The talks will be held on a sensitive issue, and diplomats are not authorized to speak publicly on the progress of the talks. The oil embargo will be by far the most important step in the European Union’s sixth package of sanctions ever since Russia invaded Ukraine on 24 February. The cache of crippling curbs will include sanctions on Russia’s biggest bank, Sherbank, not to forget measures against “high-profile” Russians. Though Hungary has been dragging its feet, the process should be completed without convening yet another EU leader’s meeting. To drag all 27 Heads of State to Brussels is a time-consuming exercise. The embargo is likely to affect Russian oil transported by tankers more quickly than oil coming by pipeline, which could take months. It is likely that the EU will allow its members to wind down existing contracts with Russian oil companies, as it did with its coal ban.
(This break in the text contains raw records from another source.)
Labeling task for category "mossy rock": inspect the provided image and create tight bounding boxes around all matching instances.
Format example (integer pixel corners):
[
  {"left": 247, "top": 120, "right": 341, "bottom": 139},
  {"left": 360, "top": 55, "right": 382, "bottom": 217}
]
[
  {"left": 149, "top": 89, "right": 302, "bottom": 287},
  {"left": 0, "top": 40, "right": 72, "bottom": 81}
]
Germany has been critical in finalizing the new measure. It happens to be the EU’s economic leader and was importing about a third of its oil from Russia at the time of the Ukraine invasion. However, its influential energy minister, Robert Habeck, has claimed that Germany had been able to cut that to just 12 per cent, thus making a full embargo “manageable”. Rus- sia is Europe’s biggest oil supplier, providing about one-quarter of the bloc’s annual needs. As the oil embargo is phased in, the EU bloc will seek to make up the shortfall by increasing imports from other sources, notably the Persian Gulf countries, Nigeria, Kazakhstan and Azerbaijan.
The embargo, even if softened by a phase-in period is likely to exert pressure on global oil prices, which is bound to compound the already high energy costs the world over. To defuse the energy crisis, Janet Yellen, the US treasury secretary, has floated an idea to lessen the impact. It envisages the imposition of a tariff or a price cap on Russian oil, instead of an outright embargo. But the proposal is yet to be endorsed by European nations in general. While Europe fine-tunes its energy strategy to bring it in line with security imperatives, nations outside that continent, too, must calibrate their responses based on their own needs.